Massive mandatory pullouts were predicted over the next two years to eradicate PPV, a virus that isn’t a public health risk but is of particular concern to fresh market growers because of the blemishes it causes on peaches, nectarines and plums. Left unchecked, it reduces the sugar content of the fruit and causes it to fall from the tree prematurely, a concern to growers supplying both the fresh market and processors.

“It’s revolved on us,” said OTFPMB chair Len Troup. He’s been the board chairman since PPV was detected in 2000 and has, over the years, urged growers to stay the course set by the CFIA for the good of the industry.

The disease is believed to have come from Pennsylvania 10 years earlier and spread through budwood grown in Ontario that was being used to speed up plantings of peach varieties for the growing processing industry. 

“Growers have to be disappointed by changes that took us by surprise,” Troup said, adding that it’s unfair to treat growers unequally in regards to compensation.
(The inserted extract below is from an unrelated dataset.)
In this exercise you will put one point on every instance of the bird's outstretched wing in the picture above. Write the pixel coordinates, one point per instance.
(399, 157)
Twelve growers who questioned the CFIA’s science on what part aphids play in spreading PPV have particular reason to be upset. They could have removed orchard blocks (800 trees) last fall and been compensated for lost income. Instead, they removed only infected trees and asked the CFIA to test the wood of each tree to see if PPV had jumped to neighbouring trees.

Of the 31,232 trees tested in 57 orchards, 185 new positives were found. Thirty-nine orchards had one or more trees that tested positive; 15 were found to be clean, and three were still suspect.

“Those with the 15 clean blocks had to be happy,” Troup said. But they could be the same growers who also had one or more trees that tested positive in other blocks.

Two years ago, the federal government committed $85 million over seven years with the belief the money was more than enough to pay both compensation to growers and for extensive leaf testing each year. Up until Phase 2 funding was announced, the CFIA had been leaf testing to get a handle on the disease. In order to be declared eradicated, there has to be three years of leaf testing without finding any infected trees.